So, in our previous multivariate analysis modules,
we've talked a lot about categorical data and quantitative data.
So you're given some data set like a CSB file or an Excel table.
We keep coming back to like our country,
GDP, life expectancy, as you just have rows in your data set.
Like USA has some dollars,
and has a life expectancy of 80 years,
where we have Sweden,
and we have some count,
and we have some life expectancy, and we plot these.
But another common data set that you might have is you might just
have a whole bunch of word documents.
You might just have a whole file of these word documents on your computer.
Somebody may drop you a whole bunch of files on your desk.
You might be an intelligence analyst.
You have a whole bunch of reports that you want to go
through and extract information from,
and look for how does report one relate to report two.
Do we keep seeing this guy Ross is referred to in all of
these different intelligence reports talking about bad guys,
and what's his connection between all of these different bad guys?
Or what are the different trends and themes if this
is a bunch of different books by the same author?
Can we detect any patterns in the way the author writes?
Are there any common themes among his or her stories?
So, this is a very common sort of data set you might find.
And so we want to start thinking about what are
the attributes of this multivariate data set,
and how might we visualize text?
And in text visualization, basically,
we're trying to think about summarizations of important elements within these documents.
And so, there's lots of different pre-processing steps that we may have to go
through prior to getting information from these text documents.
So again remember, you're given a whole bunch of different documents,
and these can be Tweets,
so 144 characters all the way up to novels thousands of pages.
And remember, we have a bunch of different words.
Each document has a set of words.
We have punctuation.
Even if it's a Tweet, you've still got spaces,
and characters, and information, and those.
We may have people, places, and things.
And so we may want to do what's called named entity recognition to extract people,
places, and things from these different chunks.
We may identify this is a person.
This is a place.
And we can grab all of those words.
And we can even then start thinking about which documents use the same words.
And in text visualization,
oftentimes what we're trying to do is summarize
the most important words and the relationships in the document.
It's not necessarily just about counting the number of
times that XXX appeared in all of these documents,
but it may also be how many times that YYY occurred right next to XXX in a document.
So, there's a lot of analysis we often have to do,
and a lot of process we have to do for text data prior to visualization.

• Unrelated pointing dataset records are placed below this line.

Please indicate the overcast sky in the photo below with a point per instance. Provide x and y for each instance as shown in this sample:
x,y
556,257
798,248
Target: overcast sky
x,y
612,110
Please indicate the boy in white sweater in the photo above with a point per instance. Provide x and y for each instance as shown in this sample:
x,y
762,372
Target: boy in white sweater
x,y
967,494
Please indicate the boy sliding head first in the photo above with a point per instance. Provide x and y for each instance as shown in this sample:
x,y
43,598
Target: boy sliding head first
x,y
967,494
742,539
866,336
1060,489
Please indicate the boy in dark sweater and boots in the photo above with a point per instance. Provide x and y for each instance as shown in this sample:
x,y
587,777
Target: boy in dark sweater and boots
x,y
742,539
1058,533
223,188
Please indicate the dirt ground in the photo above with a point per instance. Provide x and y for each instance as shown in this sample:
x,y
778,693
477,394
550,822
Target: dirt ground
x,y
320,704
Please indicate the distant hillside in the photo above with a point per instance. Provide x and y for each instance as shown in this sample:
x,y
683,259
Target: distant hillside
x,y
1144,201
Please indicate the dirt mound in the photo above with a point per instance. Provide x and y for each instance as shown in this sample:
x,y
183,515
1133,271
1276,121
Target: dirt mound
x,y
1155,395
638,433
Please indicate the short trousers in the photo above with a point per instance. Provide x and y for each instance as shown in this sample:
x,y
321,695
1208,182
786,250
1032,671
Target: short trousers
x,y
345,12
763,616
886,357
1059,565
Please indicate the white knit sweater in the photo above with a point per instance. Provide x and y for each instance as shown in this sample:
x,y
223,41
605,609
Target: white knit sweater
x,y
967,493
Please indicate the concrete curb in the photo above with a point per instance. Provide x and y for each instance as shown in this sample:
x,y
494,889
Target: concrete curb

There maybe things like named entity recognition,
maybe things like just counting the number of unique words to get an overview.
It could be things
like Latent Dirichlet allocation to the topic modeling,
so I may want to know what topics are in a particular document.
And one of the most common text visualizations is we just find the most common words,
and we draw the words.
We write the words down, and we create what's called a word cloud.
And so, for example, here's the 2002 State of the Union Address by U.S. President Bush.
And what we did is we counted the frequency of the words in his speech.
So, we're given his speech, and we count how many times he says a particular word.
And notice we get some weird things here,
that we had America and American.
So you can do things like stemming,
and you can try to combine words that are the
same but have slightly different changes to their roots.
Here we see the same problem here with President Obama, American, and America.
So, thinking about how we process the data,
but what this does it allows us to compare and contrast the 2002 speech,
the 2011 speech, and we see that words are highlighted like terrorist and terror pop out.
But here we're seeing things like people,
and new, and work, and dream.
It's not that we're not seeing some of those words here.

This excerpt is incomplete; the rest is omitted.